Our vision is so important. It helps with orientation, recognition of people and things, understanding our surroundings, keeping us safe, and so much more.
When you look at something, does everyone else see it exactly the same way?
The eye is a complex organ. It is worth protection. Following are just a few common disorders that can alter vision. Included is a brief description of how this condition can alter vision.
Color blindness – In our eyes there are rods and cones that are responsible for our vision. The cones control color vision. They are primarily red, green, and blue. Some people, 5-8% of men and up to 1% of women, inherit genes that impair their ability to see colors. The most common variety is red-green color blindness or decreased perception. People with this condition don’t see the bright versions of these colors, and in some instances can’t differentiate the colors at all. Other variations are blue-green color blindness and difficulty with all colors.
Glaucoma – This is caused by fluid build-up in the eye leading to pressure that damages vision. The added pressure can decrease vision to the point of blindness, especially if not treated. Over 2 million people in the US have open-angle glaucoma, the more common type. The incidence goes up after middle age. You often don’t notice any change until there is significant vision loss. Loss of vision around the edges usually occurs first. Testing for this is one of the key reasons for a thorough vision exam regularly.
Cataract – Cataracts are the leading cause of blindness in the world. It is a clouding of the lens of the eye making your vision look cloudy. It is treatable with an outpatient surgery, in most cases. Medicare pays for most of the surgery and follow up resources such as eyeglasses and lenses. Again, a regular vision screen can identify cataracts early and determine when the time is right for correction.
Macular degeneration – This condition is age-related and the leading case of vision decline in people over age 65. With macular degeneration, it is difficult to focus clearly on things in the central vision.
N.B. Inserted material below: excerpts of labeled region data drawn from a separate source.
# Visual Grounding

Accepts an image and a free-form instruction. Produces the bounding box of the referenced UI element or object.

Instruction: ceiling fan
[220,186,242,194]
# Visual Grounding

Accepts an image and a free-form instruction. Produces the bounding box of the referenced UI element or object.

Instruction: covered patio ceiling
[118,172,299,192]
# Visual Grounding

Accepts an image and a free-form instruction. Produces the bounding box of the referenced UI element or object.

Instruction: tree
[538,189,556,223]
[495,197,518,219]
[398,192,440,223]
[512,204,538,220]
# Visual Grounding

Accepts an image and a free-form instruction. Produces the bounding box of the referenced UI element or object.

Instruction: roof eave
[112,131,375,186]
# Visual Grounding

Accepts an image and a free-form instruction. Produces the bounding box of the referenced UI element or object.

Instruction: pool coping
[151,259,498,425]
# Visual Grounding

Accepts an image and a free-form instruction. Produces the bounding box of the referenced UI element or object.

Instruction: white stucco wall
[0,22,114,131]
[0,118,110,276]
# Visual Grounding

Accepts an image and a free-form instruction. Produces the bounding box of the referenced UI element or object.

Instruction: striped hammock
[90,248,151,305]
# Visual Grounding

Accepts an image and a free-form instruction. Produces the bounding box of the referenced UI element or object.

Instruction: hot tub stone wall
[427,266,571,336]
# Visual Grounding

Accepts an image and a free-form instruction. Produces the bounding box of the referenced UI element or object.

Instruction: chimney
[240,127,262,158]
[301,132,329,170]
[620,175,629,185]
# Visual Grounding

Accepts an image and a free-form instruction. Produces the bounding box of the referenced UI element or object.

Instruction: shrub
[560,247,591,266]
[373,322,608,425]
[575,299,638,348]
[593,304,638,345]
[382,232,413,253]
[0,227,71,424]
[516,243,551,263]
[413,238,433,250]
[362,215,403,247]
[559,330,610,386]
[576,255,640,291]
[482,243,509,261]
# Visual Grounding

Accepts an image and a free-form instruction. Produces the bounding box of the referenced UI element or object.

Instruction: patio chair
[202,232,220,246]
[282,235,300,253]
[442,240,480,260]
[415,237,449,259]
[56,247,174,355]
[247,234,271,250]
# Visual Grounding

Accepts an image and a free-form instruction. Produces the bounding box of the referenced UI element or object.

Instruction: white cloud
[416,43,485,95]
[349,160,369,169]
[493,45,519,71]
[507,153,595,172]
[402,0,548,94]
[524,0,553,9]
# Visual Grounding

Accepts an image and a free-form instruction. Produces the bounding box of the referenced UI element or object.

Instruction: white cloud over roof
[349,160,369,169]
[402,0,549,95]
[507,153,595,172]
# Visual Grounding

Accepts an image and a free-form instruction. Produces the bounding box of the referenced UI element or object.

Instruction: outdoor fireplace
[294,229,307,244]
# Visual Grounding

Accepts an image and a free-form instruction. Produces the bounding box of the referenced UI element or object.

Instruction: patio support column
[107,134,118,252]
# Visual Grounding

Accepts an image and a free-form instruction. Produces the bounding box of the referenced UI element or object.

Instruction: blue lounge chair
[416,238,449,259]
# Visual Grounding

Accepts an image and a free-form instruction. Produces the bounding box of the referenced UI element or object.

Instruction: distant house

This makes reading and face recognition difficult. There are few treatments for this, and the damage is permanent.
Diabetic retinopathy – This is a complication of diabetes and can be controlled and prevented with good blood sugar and blood pressure control. It is the leading cause of blindness in working adults in the US. As blood vessels in the retina of the eye are damaged, there is an appearance of dark spots in the vision.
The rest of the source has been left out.